Accused Shooter Was Willing To Kill Everyone at Ex-KY Lawmaker’s House To Get His Bunker: Detective

The man accused of shooting and killing a former Kentucky lawmaker’s daughter during a home invasion last month did it to gain access to a bunker beneath the home.

C. Wesley Morgan previously told reporters he thought his “doomsday bunker” might have been the reason Shannon Gilday, 23, broke into his home on February 22 and fatally shot his attorney daughter, 32-year-old Jordan Morgan, as CrimeOnline previously reported.

During a preliminary hearing this week, a Kentucky State Police detective said that Gilday himself confirmed Morgan’s thoughts on the matter.

“He wanted the security of the bunker,” Cameron Allen said, according to the Lexington Herald-Leader. “He stated that his beliefs at the time, given the current political environment in our country as well in the world at this time, and the events that had taken place throughout the world, that he wanted to access this bunker and secure it for himself and his family and friends.”

Gilday, Allen said, said he was willing to kill everyone in the house to get the bunker, which is included in a for sale listing about the house and has been written about by the Herald Leader in the past.

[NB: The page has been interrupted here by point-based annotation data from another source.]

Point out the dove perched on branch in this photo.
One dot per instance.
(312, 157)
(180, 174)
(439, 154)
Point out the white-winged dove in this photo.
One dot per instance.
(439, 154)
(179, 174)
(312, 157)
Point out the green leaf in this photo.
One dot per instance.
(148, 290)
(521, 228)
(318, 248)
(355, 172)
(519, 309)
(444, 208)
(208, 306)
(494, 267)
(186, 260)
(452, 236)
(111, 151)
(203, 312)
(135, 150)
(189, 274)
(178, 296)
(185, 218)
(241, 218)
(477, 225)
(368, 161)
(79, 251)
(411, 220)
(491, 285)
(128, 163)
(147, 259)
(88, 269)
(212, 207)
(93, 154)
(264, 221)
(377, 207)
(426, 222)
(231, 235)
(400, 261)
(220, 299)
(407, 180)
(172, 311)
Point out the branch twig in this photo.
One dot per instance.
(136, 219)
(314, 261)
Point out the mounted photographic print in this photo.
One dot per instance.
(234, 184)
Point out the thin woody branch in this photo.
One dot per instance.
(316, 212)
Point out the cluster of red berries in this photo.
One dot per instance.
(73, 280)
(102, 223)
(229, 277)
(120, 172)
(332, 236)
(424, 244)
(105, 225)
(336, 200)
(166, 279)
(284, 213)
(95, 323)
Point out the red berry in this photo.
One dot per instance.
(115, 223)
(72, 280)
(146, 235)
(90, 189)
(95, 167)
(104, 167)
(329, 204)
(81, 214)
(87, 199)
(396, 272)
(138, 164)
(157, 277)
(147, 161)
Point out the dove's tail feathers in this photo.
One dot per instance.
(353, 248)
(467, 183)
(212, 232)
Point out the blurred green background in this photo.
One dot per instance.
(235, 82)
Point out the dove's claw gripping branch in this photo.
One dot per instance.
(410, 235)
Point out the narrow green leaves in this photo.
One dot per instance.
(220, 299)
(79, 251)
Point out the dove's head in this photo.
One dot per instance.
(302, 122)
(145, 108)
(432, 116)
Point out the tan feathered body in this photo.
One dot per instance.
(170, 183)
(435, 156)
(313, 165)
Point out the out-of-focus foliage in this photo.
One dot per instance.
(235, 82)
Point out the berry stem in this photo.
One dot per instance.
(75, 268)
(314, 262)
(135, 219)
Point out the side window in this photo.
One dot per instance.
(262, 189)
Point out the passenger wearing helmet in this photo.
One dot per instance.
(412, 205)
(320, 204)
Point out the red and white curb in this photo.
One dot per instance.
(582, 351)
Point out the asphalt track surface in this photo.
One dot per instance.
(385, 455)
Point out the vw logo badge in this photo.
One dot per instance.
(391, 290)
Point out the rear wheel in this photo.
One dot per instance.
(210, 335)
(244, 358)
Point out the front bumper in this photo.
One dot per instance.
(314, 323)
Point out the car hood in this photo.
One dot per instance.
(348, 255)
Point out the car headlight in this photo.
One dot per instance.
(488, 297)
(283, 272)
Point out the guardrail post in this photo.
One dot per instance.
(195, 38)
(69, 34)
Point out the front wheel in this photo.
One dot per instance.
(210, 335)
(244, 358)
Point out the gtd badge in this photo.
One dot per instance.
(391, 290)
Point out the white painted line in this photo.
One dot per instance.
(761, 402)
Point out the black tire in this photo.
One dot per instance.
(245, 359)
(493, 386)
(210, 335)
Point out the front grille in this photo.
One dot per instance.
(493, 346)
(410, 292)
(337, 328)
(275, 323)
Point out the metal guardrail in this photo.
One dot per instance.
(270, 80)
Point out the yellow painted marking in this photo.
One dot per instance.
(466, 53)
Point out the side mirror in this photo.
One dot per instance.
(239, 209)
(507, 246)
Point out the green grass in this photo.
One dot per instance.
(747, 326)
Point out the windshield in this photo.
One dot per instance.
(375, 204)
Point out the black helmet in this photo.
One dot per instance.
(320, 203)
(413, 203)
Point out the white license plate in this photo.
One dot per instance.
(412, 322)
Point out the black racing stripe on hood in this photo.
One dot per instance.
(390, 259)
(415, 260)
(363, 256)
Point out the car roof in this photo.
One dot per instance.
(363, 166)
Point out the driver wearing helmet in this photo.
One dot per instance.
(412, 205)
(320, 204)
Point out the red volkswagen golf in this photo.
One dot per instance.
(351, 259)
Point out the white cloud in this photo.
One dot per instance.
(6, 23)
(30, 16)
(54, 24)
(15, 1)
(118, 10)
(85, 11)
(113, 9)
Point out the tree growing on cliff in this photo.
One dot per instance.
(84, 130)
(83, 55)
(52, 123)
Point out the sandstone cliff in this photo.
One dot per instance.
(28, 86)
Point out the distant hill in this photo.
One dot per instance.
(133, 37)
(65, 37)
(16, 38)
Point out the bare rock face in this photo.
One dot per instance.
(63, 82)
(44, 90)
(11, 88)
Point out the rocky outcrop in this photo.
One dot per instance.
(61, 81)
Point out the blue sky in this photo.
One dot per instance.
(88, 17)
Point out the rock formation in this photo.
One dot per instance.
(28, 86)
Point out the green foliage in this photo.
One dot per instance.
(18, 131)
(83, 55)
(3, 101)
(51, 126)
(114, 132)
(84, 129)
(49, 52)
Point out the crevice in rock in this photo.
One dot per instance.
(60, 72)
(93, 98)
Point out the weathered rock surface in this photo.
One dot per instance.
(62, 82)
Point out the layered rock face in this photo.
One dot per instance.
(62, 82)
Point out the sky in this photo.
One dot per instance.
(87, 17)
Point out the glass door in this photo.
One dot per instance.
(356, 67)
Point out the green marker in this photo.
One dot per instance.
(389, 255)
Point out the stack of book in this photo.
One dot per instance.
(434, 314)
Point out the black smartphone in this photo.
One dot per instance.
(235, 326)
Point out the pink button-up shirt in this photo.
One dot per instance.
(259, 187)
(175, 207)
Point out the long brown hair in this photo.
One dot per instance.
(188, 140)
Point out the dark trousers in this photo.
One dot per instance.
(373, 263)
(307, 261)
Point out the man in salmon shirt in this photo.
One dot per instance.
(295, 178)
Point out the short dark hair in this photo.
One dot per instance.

The 200-acre estate is listed for sale at $6.5 million.

Allen said that Gilday told him he shot his way in the Morgan mansion “armed with an AR-15 rifle that he had owned at the time and had owned for several years.”

Gilday “confessed to shooting Jordan Morgan numerous times in her bed,” Allen said, as well as engaging in a shootout with her father. He also fired into the bedroom door of the former lawmaker’s teenage daughter because he believed there were more people in that room.

C. Wesley Morgan was wounded in the shooting. Morgan’s wife Lindsay and teenage daughter fled the house during the shoot out and were not hurt.

Allen also said that search warrants uncovered the AR-15, military fatigues, and a long nylon rope in Gilday’s car. Gilday was wearing the fatigues during the home invasion. A search warrant conducted at Gilday’s apartment located notes and documents linked to the attack, including directions to the home, descriptions of the family’s sleep schedules, and a layout of the mansion with potential access points marked.

According to a search warrant obtained by the Herald Leader, a friend told investigators that Gilday had been dishonorably discharged from the military at some point.

Police named Gilday as the suspect in the shooting on February 23 and arrested him five days later. He was charged with murder, two counts of attempted murder, assault, burglary, and criminal mischief.

At this week’s hearing, Madison District Judge Charles Hardin determined there was probable cause to move forward with the case and sent it to a grand jury. Gilday is being held at the Madison County Detention Center without bond.